Distributed hyperparameter tuning for machine learning models

Container Registry
Azure Cosmos DB
Data Lake Storage
Data Science Virtual Machines
Machine Learning

This article describes distributed hyperparameter tuning for Python machine learning models. Hyperparameters are adjustable parameters that control machine learning model training. Machine learning model performance depends heavily on hyperparameters.

Hyperparameter tuning, also called hyperparameter optimization, is the process of finding hyperparameter configurations that produce the best model training performance. Azure Machine Learning can help automate and distribute hyperparameter tuning.


Diagram that shows the hyperparameter tuning process in the Azure Machine Learning workflow.

Download a Visio file of this architecture.


  1. The Machine Learning ecosystem ingests data from Azure Data Lake Storage.

  2. Python or YAML can configure sets of hyperparameters.

  3. Distributed hyperparameter tuning trains model instances on multiple CPUs and GPUs to identify the best-performing model.

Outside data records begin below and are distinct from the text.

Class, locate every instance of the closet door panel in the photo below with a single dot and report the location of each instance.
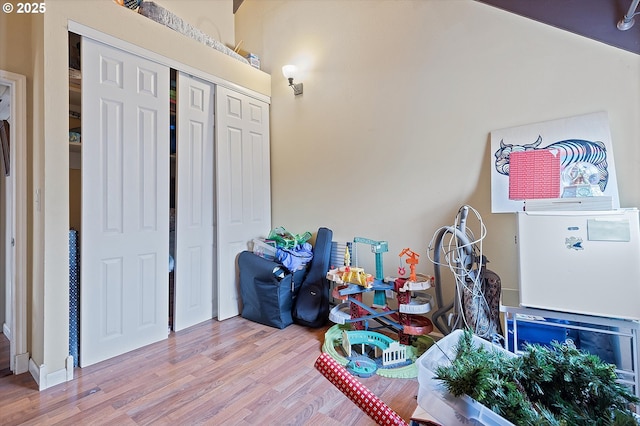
(243, 186)
(194, 279)
(125, 199)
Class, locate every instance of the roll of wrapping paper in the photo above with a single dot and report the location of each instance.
(357, 392)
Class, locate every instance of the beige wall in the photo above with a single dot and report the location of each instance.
(391, 135)
(18, 55)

  4. An Azure Container Registry model registry holds the trained models. Registering the models into the model registry makes them easy to organize and track.

  5. The best-performing model registers with Machine Learning and deploys through Machine Learning managed endpoints.

  6. Azure Cosmos DB stores the model so the web or mobile application can consume it.

  7. Azure Monitor monitors and logs activities throughout the process.


  • Azure Data Lake Storage provides a massively scalable and secure data lake for high-performance analytics workloads.

  • Microsoft Data Science Virtual Machine (DSVM) offers Windows Server and Linux virtual machine (VM) images configured with data analytics and machine learning tools. The scenarios in this article use Ubuntu Linux DSVMs.

  • Azure Machine Learning trains, tests, deploys, automates, and manages machine learning and AI models at cloud scale. Machine Learning managed compute allocates compute target nodes on demand, based on an automatic scaling option. Each compute node is a VM that runs a training job for a particular hyperparameter set.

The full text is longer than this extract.